Introducing MR. DARCY’S BRIDEs

I much prefer the sharpest criticism of a single intelligent man to the thoughtless approval of the masses.


Book Cover: Mr Darcy's Brides by Regina Jeffers
ELIZABETH BENNET is determined that she will put a stop to her mother’s plans to marry off the eldest Bennet daughter to Mr. Collins, the Longbourn heir, but a man that Mr. Bennet considers an annoying dimwit. Hence, Elizabeth disguises herself as Jane and repeats her vows to the supercilious rector as if she is her sister, thereby voiding the nuptials and saving Jane from a life of drudgery. Yet, even the “best laid plans” can often go awry.

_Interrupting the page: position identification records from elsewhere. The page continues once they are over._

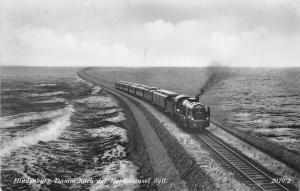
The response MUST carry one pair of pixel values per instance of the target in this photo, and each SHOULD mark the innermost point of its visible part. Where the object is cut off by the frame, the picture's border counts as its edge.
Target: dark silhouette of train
(187, 111)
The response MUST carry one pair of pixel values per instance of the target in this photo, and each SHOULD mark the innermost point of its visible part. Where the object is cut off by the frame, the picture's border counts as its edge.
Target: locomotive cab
(197, 115)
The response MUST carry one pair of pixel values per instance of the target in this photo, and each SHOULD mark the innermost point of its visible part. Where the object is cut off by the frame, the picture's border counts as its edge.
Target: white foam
(15, 120)
(54, 100)
(50, 131)
(99, 101)
(78, 79)
(49, 94)
(96, 90)
(118, 152)
(120, 117)
(121, 170)
(45, 84)
(108, 111)
(109, 131)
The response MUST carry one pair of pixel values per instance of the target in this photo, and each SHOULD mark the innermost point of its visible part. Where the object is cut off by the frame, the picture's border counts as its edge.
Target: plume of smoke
(216, 74)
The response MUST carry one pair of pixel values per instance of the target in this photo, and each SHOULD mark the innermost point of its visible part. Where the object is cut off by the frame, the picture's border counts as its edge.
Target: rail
(249, 173)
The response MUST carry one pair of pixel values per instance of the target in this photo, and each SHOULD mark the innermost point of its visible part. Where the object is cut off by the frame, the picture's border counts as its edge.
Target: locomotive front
(197, 115)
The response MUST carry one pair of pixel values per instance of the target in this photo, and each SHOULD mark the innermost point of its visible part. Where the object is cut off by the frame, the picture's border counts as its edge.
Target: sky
(188, 33)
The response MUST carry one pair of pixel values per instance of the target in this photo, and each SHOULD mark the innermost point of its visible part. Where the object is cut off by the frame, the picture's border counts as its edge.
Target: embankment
(194, 168)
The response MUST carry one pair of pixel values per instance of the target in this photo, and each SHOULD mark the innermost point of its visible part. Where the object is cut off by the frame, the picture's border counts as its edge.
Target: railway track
(239, 165)
(251, 175)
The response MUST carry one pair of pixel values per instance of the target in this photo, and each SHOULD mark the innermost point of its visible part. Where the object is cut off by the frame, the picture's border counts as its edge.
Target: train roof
(167, 92)
(177, 98)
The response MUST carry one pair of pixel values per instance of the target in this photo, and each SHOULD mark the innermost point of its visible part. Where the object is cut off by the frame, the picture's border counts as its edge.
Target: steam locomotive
(187, 111)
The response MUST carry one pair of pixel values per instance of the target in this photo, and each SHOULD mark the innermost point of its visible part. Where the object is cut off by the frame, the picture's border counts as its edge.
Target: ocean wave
(109, 131)
(80, 80)
(99, 101)
(49, 94)
(45, 85)
(54, 100)
(15, 120)
(50, 131)
(120, 117)
(117, 152)
(96, 90)
(108, 111)
(117, 171)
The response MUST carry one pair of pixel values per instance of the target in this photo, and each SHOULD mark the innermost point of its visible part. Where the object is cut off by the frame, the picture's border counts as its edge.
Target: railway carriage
(187, 111)
(163, 99)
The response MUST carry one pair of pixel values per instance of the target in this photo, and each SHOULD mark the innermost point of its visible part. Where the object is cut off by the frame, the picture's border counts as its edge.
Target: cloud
(116, 33)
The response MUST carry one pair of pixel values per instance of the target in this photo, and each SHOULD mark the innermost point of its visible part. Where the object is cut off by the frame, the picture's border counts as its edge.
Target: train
(185, 110)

FITZWILLIAM DARCY is desperate to find a woman who will assist him in leading his sister back to Society after Georgiana’s failed elopement with Darcy’s old enemy George Wickham. He is so desperate that he agrees to Lady Catherine De Bourgh’s suggestion that Darcy marry her ladyship’s “sickly” daughter Anne. Unfortunately, as he waits for his bride to join him at the altar, he realizes he has made a terrible error in judgement, but there is no means to right the wrong without ruining his cousin’s reputation. Yet, even as he weighs his options, the touch of “Anne’s” hand upon his sends an unusual “zing” of awareness shooting up Darcy’s arm. It is only when he realizes the “zing” has arrived at the hand of a stranger, who has disrupted his nuptials, that he breathes both a sigh of relief and a groan of frustration, for the question remains: Is Darcy’s marriage to the woman legal?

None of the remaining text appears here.